How many splits are enough in cross (and nested-cross) validation?

It seems to me that, since the introduction of the notion of cross validation, there was no discussion on how to choose the number of splits. Sorry if I missed it.

Here is mentioned that having a low-value of splits is a bad idea in general.

So I was wondering, how does one pick the right value of splits?

I guess it is also related to the amount of data one got. Since it is an expensive process (nested cross-validation even more so), is there a scenario for which doing cross-validation is no more practical? What to do in that case?

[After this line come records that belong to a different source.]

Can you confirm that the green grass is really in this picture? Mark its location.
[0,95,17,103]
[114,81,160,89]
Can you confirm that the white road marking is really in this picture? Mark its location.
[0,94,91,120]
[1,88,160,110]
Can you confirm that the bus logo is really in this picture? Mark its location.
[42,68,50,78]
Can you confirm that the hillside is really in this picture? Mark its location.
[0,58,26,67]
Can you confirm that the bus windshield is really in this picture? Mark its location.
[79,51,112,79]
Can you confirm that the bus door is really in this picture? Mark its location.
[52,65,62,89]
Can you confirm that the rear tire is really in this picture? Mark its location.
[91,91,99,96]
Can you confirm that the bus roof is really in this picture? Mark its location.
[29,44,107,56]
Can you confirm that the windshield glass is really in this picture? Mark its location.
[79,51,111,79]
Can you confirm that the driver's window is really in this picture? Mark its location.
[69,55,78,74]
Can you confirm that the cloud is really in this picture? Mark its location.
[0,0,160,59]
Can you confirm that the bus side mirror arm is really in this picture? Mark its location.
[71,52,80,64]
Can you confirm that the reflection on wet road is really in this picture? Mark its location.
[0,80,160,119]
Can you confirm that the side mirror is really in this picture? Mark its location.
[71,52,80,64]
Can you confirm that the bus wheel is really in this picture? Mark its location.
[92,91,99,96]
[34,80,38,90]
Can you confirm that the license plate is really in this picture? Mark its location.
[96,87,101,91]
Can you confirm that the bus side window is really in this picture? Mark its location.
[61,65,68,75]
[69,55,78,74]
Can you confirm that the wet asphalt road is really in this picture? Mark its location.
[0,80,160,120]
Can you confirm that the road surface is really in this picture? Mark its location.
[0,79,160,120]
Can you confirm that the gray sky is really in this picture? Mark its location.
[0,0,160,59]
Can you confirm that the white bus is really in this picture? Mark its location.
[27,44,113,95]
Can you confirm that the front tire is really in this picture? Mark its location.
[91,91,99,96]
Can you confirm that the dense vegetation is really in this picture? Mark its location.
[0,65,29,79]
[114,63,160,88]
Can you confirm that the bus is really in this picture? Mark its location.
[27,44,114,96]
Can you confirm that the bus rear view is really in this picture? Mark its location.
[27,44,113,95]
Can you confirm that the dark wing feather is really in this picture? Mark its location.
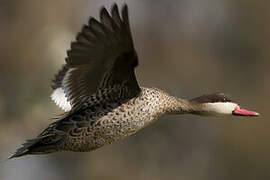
[53,4,140,107]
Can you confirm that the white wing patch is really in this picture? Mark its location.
[51,88,71,112]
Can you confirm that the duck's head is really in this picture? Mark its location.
[191,93,259,116]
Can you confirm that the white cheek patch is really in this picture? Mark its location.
[203,102,237,115]
[51,88,71,112]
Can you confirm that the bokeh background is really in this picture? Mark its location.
[0,0,270,180]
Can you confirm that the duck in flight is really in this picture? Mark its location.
[10,4,259,158]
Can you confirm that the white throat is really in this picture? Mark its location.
[202,102,237,115]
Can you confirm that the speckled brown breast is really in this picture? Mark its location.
[57,88,170,151]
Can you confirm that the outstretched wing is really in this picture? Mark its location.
[52,4,140,110]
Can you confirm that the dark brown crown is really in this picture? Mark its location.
[190,93,232,103]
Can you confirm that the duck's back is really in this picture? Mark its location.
[12,88,167,157]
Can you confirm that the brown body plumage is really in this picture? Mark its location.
[10,4,258,158]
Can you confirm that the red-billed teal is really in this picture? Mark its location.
[10,4,258,158]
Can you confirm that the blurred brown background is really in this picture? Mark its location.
[0,0,270,180]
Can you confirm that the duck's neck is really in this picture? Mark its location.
[163,96,200,114]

We do not focus on this aspect at first.

In general, you need a large enough number of splits to assess the variation of the score. I would say that it is even recommended to do a RepeatedKFold (repeat k-fold cross-validation using some shuffling).

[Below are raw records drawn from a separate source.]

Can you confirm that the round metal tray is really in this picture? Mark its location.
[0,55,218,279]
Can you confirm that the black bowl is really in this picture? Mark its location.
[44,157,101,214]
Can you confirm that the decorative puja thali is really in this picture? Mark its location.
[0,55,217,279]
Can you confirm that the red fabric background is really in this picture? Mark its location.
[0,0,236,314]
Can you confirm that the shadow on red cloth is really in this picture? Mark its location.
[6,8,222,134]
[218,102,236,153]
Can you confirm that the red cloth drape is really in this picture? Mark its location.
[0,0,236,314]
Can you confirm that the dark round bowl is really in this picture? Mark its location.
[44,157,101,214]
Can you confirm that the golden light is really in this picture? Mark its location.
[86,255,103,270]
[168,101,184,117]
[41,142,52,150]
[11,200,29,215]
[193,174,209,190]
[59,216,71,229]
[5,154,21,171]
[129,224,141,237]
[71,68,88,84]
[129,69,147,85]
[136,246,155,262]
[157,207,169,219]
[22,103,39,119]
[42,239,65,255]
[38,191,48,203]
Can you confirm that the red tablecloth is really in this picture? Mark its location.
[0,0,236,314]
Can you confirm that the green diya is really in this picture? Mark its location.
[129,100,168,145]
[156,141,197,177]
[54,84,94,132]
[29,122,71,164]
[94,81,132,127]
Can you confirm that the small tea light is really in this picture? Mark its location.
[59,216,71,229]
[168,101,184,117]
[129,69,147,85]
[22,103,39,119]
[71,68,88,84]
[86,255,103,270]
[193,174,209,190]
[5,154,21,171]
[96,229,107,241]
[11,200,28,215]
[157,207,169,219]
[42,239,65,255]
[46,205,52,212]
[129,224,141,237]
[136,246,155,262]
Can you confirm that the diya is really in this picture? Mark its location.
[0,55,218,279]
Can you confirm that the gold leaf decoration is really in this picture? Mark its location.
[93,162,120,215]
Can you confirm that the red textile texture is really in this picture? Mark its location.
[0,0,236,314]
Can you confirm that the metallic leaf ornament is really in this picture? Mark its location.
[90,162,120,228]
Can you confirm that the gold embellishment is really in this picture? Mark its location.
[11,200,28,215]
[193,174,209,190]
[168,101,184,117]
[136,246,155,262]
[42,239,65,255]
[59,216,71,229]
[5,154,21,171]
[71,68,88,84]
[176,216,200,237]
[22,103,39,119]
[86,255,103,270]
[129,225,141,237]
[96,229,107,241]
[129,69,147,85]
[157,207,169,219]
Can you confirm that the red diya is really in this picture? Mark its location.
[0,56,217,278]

As you said, it comes with a cost and the larger is your dataset, the more costly will be the evaluation. On a huge dataset, cross-validation is therefore annoying however not applying any will not allow you to conclude whether or not you got lucky with the random split.

In general, you need a large enough number of splits to assess the variation of the score. I would say that it is even recommended to do a RepeatedKFold (repeat k-fold cross-validation using some shuffling).

Are there rules of thumb (at least for the starting value)? Like, for ~100_000 records, 10 splits at least as a start (I am making up numbers). Or is it just a guess and try process?

[…] cross-validation is therefore annoying however not applying any will not allow you to conclude whether or not you got lucky with the random split.

Sorry for the slight off-topic: is that the case in deep-learning too, where training is really costly?

10-fold cross-validation is commonly used.

Yes exactly. People are doing a single train-test split thinking that the sample size will be enough to not get an overfitted model. However, there is no guarantee that this is the case. @GaelVaroquaux has some opinions on the topic and would advocate making cross-validation even in these cases.